With the advent of large language models (LLMs), the landscape of recommender systems is undergoing a significant transformation. Traditionally, user reviews have served as a critical source of rich, contextual information for enhancing recommendation quality. However, as LLMs demonstrate an unprecedented ability to understand and generate human-like text, this raises the question of whether explicit user reviews remain essential in the era of LLMs. In this paper, we provide a systematic investigation of the evolving role of text reviews in recommendation by comparing deep learning methods and LLM approaches. Particularly, we conduct extensive experiments on eight public datasets with LLMs and evaluate their performance in zero-shot, few-shot, and fine-tuning scenarios. We further introduce a benchmarking evaluation framework for review-aware recommender systems, RAREval, to comprehensively assess the contribution of textual reviews to the recommendation performance of review-aware recommender systems. Our framework examines various scenarios, including the removal of some or all textual reviews, random distortion, as well as recommendation performance in data sparsity and cold-start user settings.
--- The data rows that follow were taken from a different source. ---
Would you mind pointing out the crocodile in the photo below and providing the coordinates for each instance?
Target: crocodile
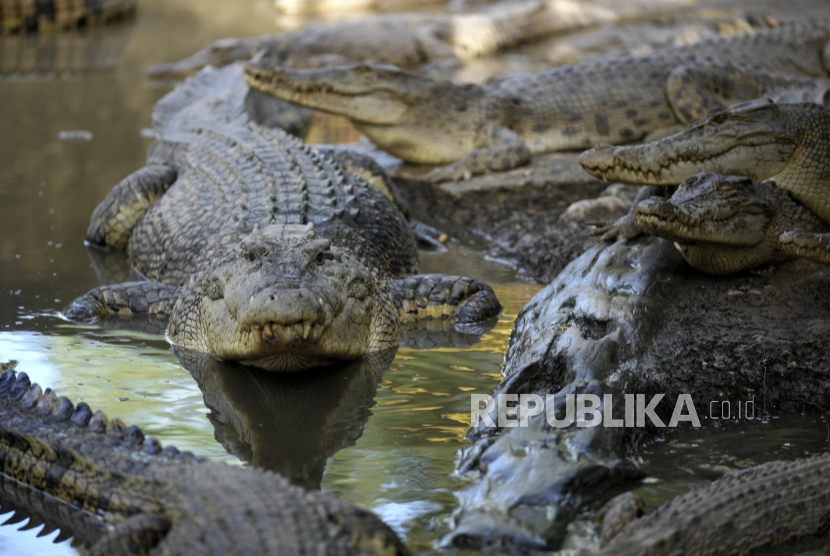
(21, 16)
(126, 494)
(784, 143)
(760, 507)
(480, 128)
(724, 224)
(407, 40)
(258, 249)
Our findings demonstrate that LLMs are capable of functioning as effective review-aware recommendation engines, generally outperforming traditional deep learning approaches, particularly in scenarios characterized by data sparsity and cold-start conditions. In addition, the removal of some or all textual reviews and random distortion does not necessarily lead to declines in recommendation accuracy. These findings motivate a rethinking of how user preference from text reviews can be more effectively leveraged. All code and supplementary materials are available at: https://github.com/zhytk/RAREval-data-processing.


💡 Research Summary

This paper investigates the role of user reviews in recommendation systems in the era of large language models (LLMs). While traditional recommender models have relied heavily on textual reviews to enrich user and item representations, recent advances in LLMs raise the question of whether explicit reviews remain indispensable. To answer this, the authors conduct a systematic empirical study comparing state‑of‑the‑art deep learning review‑aware models (e.g., DeepCoNN, NARRE, RGCL, DIRECT) with LLM‑based approaches across eight public Amazon datasets. Three LLM usage paradigms are explored: (i) zero‑shot, where a carefully crafted prompt containing user ID, item ID, user reviews, and item reviews is fed to a frozen LLM to predict a rating; (ii) few‑shot, where a small number of demonstration examples are appended to the prompt; and (iii) fine‑tuning via a novel method called REVLoRA, which applies Low‑Rank Adaptation (LoRA) to adapt only a subset of LLM parameters using review and rating data, dramatically reducing training time and memory while preserving performance.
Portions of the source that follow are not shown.